Filed under: Justice, Racism, Spirituality

Christmas Reflections 2020

Thus he has given us…his precious and very great promises, so that [we] may become participants of the divine nature.

2 Peter 1:4

The good news of Christmas is that God is with us and is present with liberation and transformation. God desires a relationship with us, coming to us in Christ Jesus. We become participants of the divine nature through the one who is the Participant of the divine nature. The Word (God’s self-expression) became flesh and dwells among us. In creating, God did not fling us away into infinite silence, but became united to creation and speaks into it life and healing. The Word became flesh, became matter, so that God is intimately near: God is “above all, through all, and in all.” (Ephesians 4:6)

God is in creation. God is in our humanity and relationships. God is in all of the situations and circumstances of our lives. God is present to us and for us in the midst of a pandemic. God can be found there. God is in the darkness as well as in the light. God is in the world as it is, not in a world of make-believe. We experience this when we relinquish our lives to God, living from the source of our lives.

In the midst of the pandemic, we may have run to various coping mechanisms for relief from anxiety and stress. We may, for example, have tried binge-watching streaming videos. In this way, we managed a little escape for a while, but binge-watching lasts only so long before we must escape it as well. And then, we must face our anxieties again. The good news is that God is in all things with deliverance for us. God is in a world going through a pandemic. We meet God in the midst of our present situation. By trust in God, we can face our anxieties and find release. “Cast all your anxiety on him, because he cares for you.” (1 Peter 5:7)

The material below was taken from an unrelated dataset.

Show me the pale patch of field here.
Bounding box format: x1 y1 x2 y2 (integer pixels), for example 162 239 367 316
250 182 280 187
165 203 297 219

Our coping mechanisms serve a purpose until we surrender ourselves to God, which is a daily activity of faith. Our coping mechanisms allow us to carry on with a degree of sanity. They are necessary because of our experience of alienation from God. I think of them as symbolically expressed in the Genesis story of humanity’s fall into sin where God makes for Adam and Eve a covering, something that they had not needed before their break with God. Without God, we need ways to cope in the same way that Adam and Eve needed a covering. It is only as the reality of God’s presence deepens that we are increasingly freed from having to cover over our anxieties. We can start to face them.

Coping mechanisms are both a covering and a bondage. They are habits similar to addictions. They offer no freedom. Our freedom is in facing our anxieties in Christ. This is why we experience prayer as so critical to our lives, prayer understood as the surrender of our lives to God in the midst of present circumstances.

The coronavirus pandemic has been experienced in many different ways. For many it has meant isolation from loved ones, loss of employment, and survival concerns. For some, it has meant death and grief. It may also have meant the acknowledgment of our vulnerability, a deepening of trust, and finding God in the midst of it all. The good news of Christmas is that God is with us. God is near and available with forgiveness, mercy, welcome, peace, healing, and freedom. Therefore, we can turn to God no matter what we are presently facing. With grateful hearts, we celebrate the one named Immanuel, “God with us.”